Much of the instability comes from federal and state mandates that inject new and sometimes conflicting elements into the mix. According to DeVito, the ‘quasi-public’ modern utility basically has three functions: produce electricity reliably so the lights come on, do so prudently so people can pay for it and make a profit for its shareholders.

‘Those functions, when you look at them from a regulator perspective – especially in the context of a changing market and net-metering end user – are not always harmonious,’ DeVito says.

Many solar advocacy groups say utilities must look beyond interconnection and distribution costs and take a wider view of DG benefits. The Interstate Renewable Energy Council has published a handbook for state regulators to make value of solar (VOS) calculations. In March, the Minnesota Public Utilities Commission took a step toward quantifying the societal benefits of DG solar power when it approved a standard VOS methodology developed by the state's Department of Commerce.

Nevertheless, until such VOS policies become commonplace, regulators are likely to continue fielding utility requests for DG-related fees, and solar advocates will continue opposing them.

Dan Berwick, vice president of business development at Borrego Solar, told an audience at June's PV America show in Boston that the minimum bill provision in the Massachusetts solar legislation could actually prove to be a positive development. While acknowledging the risks inherent in such a provision because the regulatory process remains the final arbiter of what that minimum should be, Berwick says the process is likely to keep such minimum charges reasonable.

‘In my mind, the minimum bill is a quite tolerable accommodation to the concerns that the utilities are raising about customers paying for the distribution system,’ he says. ‘And in fact, it may be somewhat prophylactic in the coming argument we may have about rate design issues, where we point to the minimum bill and say, 'We are already covering our cost for the distribution system through this provision that the utility has asked for.'’

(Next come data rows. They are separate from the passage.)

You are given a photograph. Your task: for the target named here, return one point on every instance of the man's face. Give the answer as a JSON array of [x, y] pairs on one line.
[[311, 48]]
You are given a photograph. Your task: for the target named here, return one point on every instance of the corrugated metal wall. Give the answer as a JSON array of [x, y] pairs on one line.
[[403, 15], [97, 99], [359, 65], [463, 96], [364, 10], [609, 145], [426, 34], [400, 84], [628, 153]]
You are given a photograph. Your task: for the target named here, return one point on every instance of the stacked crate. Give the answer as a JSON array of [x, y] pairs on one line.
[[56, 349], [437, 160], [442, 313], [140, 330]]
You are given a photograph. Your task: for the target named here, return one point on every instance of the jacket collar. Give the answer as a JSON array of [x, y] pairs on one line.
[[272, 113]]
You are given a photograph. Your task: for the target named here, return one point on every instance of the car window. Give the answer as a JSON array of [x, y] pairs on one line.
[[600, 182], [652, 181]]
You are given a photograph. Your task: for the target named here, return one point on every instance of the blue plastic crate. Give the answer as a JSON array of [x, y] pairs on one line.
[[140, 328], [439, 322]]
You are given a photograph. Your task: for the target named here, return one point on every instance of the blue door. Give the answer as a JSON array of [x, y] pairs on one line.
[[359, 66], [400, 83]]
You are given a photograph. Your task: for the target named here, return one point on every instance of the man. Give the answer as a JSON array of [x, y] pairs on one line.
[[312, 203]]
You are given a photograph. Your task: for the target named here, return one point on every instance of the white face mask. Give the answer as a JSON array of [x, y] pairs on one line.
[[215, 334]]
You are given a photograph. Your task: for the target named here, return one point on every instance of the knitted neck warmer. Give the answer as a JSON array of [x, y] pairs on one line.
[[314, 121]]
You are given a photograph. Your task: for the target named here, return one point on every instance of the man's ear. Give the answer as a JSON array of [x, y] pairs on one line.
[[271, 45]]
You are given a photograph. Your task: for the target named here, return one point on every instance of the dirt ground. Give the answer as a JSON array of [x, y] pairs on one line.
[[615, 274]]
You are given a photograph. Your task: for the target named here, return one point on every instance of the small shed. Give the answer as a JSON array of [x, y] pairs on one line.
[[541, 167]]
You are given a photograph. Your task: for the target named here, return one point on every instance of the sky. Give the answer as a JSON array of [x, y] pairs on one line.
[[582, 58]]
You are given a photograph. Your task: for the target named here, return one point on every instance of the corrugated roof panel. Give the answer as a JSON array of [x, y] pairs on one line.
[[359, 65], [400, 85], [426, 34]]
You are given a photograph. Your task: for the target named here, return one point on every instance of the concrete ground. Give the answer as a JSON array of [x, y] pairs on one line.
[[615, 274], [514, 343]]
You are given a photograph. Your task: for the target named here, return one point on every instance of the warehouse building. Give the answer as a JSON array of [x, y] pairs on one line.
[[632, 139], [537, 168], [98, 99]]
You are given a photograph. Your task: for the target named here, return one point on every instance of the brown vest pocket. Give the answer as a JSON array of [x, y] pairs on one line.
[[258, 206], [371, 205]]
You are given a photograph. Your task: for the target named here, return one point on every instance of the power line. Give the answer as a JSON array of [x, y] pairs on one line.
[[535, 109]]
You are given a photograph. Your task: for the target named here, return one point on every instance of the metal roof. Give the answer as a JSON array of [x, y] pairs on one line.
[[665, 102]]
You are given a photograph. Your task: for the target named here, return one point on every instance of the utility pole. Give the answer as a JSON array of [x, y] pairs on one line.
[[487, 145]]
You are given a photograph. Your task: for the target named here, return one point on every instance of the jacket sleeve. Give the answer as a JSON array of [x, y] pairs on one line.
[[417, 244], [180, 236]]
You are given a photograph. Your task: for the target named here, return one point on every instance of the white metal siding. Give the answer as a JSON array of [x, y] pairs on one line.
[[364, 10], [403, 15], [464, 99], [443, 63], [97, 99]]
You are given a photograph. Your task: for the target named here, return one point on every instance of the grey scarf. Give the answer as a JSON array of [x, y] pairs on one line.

According to Berwick, the real risk in rate structures is in the rate design authority that the regulators already have. Such risks can actually be mitigated with appropriate legislation.

‘Some folks argue at this point that rate structures should be a mixture of fixed charges, demand-based charges and volumetric charges,’ he says. ‘That's the fight that the solar industry is going to continue to have over the next several years. This is a much more significant threat in my mind than the minimum bill.’